For these reasons, machine learning models are a more effective way to leverage and combine biomarkers information into a so-called score or signature8. These models offer the possibility to aggregate multiple features and learn the best way to combine them to predict the target (e.g., survival, risk of relapse, response to treatment). However, not any model can be used since the target value is often censored (e.g., we know that the patient was alive until a certain date, but then we do not know if he died, and when). Machine learning models specifically designed or adapted for censored data must thus be used. The Cox proportional hazard model is frequently used since it effectively handles censored outcome, controls for confounders, and is interpretable. The weights of the model (hazard ratios) can easily be shared (e.g., as a nomogram), which makes the Cox model an easy-to-use and versatile tool to build and share signatures. Yet, Cox models have their own limitations, as they assume a linear relationship between the log-hazard and the continuous explanatory variables, and they are sensitive to collinearity9. Many traditional machine learning models have also been adapted to handle censored data (e.g., tree-based models, SVMs)10.
A major challenge of machine learning based signatures is to make them robust enough with respect to slight technical changes in the data: a model trained on data from one center might not work well on data from another center, even if the patient population is similar. This is a well-known problem in machine learning, referred to as overfitting. Training models on medical datasets is prone to overfitting11, because of the often-limited number of training examples12, of the many features and feature combinations that are tested and of the inherent complexity and noise in the target to predict, such as overall survival, which is frequently censored.
To mitigate this effect, the Individual Coefficient Approximation for Risk Estimation (ICARE) model was developed13. This model reduces the risk of overfitting by reducing the amount of information learned from the training set to a strict minimum, based on the following reasoning: the less is learned from the training set, the less likely it is to learn something that will not generalize to other cohorts.

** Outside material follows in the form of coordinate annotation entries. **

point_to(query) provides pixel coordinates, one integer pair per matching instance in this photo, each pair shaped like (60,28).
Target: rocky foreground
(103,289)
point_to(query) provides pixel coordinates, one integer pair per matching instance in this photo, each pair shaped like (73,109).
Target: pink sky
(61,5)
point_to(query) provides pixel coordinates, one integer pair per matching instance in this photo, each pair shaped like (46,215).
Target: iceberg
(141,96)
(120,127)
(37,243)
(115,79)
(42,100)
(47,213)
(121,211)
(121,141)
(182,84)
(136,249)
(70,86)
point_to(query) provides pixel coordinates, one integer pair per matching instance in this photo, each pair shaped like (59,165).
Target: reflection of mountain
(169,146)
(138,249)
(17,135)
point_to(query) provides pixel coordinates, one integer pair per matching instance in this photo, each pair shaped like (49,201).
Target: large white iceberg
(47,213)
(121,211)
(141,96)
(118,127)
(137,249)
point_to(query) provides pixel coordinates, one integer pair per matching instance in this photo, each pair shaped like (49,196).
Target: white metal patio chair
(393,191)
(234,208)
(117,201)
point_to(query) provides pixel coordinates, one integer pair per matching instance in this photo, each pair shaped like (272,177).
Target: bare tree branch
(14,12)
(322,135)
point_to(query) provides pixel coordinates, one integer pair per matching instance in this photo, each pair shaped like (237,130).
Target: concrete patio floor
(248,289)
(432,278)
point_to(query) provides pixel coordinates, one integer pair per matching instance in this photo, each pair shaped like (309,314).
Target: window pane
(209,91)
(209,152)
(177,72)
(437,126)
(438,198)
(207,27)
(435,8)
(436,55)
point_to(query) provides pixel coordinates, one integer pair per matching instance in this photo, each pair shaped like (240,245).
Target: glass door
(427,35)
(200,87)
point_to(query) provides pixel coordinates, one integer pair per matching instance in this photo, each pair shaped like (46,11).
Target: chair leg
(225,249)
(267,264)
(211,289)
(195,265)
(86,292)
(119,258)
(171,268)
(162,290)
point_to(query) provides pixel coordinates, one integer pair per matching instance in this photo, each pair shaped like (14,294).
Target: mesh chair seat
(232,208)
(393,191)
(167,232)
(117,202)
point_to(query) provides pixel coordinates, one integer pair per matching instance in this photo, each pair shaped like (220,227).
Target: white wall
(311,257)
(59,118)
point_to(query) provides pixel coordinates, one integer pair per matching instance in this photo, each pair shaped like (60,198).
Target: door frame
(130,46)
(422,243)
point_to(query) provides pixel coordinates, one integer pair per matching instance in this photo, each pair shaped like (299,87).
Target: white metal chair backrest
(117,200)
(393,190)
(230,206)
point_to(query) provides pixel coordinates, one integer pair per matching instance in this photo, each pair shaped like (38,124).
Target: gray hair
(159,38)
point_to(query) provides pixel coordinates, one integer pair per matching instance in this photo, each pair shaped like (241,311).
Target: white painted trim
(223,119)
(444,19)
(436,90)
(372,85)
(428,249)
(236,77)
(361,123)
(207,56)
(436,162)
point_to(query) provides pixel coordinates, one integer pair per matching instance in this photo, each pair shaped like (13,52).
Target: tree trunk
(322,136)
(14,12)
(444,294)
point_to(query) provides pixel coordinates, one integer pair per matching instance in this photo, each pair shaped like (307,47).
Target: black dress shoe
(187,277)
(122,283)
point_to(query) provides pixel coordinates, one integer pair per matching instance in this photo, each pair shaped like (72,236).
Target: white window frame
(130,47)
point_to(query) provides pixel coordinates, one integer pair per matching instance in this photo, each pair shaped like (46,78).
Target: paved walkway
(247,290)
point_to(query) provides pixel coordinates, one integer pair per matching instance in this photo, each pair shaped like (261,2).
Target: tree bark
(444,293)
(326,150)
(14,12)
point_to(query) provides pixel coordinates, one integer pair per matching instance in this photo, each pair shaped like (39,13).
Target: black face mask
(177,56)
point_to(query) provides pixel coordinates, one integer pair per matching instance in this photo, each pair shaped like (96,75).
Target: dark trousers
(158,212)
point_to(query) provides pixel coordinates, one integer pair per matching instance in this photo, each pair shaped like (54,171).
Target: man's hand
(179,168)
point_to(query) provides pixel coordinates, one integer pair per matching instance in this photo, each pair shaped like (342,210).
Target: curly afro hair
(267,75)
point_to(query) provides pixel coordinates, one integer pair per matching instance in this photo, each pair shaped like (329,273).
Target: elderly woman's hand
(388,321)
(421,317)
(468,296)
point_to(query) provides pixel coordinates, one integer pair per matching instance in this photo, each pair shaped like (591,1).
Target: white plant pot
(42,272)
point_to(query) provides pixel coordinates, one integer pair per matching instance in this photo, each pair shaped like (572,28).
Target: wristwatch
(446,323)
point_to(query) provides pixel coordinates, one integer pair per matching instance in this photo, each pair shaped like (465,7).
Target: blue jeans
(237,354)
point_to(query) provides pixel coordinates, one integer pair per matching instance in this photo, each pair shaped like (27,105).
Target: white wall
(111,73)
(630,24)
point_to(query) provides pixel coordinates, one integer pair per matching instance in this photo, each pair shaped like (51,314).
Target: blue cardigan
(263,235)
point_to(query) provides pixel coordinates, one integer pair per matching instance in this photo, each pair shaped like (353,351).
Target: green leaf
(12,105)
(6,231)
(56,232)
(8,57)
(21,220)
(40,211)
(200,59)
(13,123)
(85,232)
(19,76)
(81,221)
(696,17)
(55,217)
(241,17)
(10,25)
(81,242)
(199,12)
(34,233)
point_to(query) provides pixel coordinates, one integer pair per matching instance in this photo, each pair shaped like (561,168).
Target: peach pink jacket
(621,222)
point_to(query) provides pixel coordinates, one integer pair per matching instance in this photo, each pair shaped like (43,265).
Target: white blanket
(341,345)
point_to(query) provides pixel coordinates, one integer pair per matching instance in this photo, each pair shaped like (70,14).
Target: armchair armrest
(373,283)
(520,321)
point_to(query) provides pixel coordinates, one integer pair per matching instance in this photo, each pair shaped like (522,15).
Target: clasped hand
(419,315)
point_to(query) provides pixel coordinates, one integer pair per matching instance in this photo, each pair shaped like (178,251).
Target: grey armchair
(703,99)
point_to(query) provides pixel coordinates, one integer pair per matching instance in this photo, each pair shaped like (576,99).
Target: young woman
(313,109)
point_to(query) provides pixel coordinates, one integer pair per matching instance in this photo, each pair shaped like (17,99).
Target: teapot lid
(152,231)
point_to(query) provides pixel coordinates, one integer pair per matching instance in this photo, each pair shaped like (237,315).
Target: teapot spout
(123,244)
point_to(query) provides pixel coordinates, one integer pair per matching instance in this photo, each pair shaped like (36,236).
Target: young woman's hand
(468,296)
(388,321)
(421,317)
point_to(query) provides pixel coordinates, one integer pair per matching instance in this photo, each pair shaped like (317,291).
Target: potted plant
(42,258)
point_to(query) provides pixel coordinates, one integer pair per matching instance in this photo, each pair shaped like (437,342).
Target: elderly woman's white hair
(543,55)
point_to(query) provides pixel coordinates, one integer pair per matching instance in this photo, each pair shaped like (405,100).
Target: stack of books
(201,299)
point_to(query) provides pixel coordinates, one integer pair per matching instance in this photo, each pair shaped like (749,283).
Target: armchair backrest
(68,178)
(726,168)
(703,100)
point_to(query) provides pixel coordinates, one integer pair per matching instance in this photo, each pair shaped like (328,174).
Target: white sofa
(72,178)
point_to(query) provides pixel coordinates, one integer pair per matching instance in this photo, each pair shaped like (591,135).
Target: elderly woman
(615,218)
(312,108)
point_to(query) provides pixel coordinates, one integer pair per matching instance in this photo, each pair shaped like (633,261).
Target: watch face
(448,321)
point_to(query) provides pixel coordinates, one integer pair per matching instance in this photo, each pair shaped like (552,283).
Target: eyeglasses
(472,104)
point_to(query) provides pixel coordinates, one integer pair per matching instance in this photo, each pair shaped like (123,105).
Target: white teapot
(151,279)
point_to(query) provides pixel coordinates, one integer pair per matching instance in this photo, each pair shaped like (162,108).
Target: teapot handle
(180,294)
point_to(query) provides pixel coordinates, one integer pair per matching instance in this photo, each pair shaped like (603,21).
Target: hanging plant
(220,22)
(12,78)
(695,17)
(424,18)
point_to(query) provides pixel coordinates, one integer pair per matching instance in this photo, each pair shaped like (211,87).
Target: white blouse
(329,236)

ICARE does this by univariately learning only a sign (−1 or +1) for each feature instead of a positive or negative weight, the assumption being that we often do not have enough training data to reliably determine if a feature is more predictive than another. During the training step, it also computes two normalization factors (mean and standard-deviation) from the training data to normalize each feature with a z-score, so features with larger values will not have an arbitrary stronger weight in the prediction. This model won the HECKTOR 2022 challenge for predicting the recurrence free survival of head and neck cancer patients based on 18F-FDG PET/CT images14.
This diversity of machine learning method raises the question of which model should be used when building a new signature based on censored data. In this study, we investigated the impact of the choice of model on the quality of the signature by conducting an extensive benchmark of methods for predicting time-dependent clinical outcome and developing associated signatures. We trained and tested 9 machine learning models on 71 medical datasets retrieved from the SurvSet and TCGA collections. Each dataset was composed of multiple features and a censored target. The data types varied in nature (e.g., radiology, transcriptomic). We thus covered a large number of realistic scenarios using publicly available data presenting a wide variety in terms of nature, number of samples and features, and extent of censoring.
Results
A comprehensive benchmark composed of a large variety of medical datasets
We collected 71 different datasets, 51 originated from the SurvSet collection15 and 20 were extracted from the TCGA database (https://www.cancer.gov/tcga). Table 1 shows some statistics of the different characteristics of each group of datasets, including the number of features, the number of samples, the proportion of censored samples, and the maximum time-dependent area under the receiver operating characteristics curve (tAUC) obtained by any of the 9 tested models.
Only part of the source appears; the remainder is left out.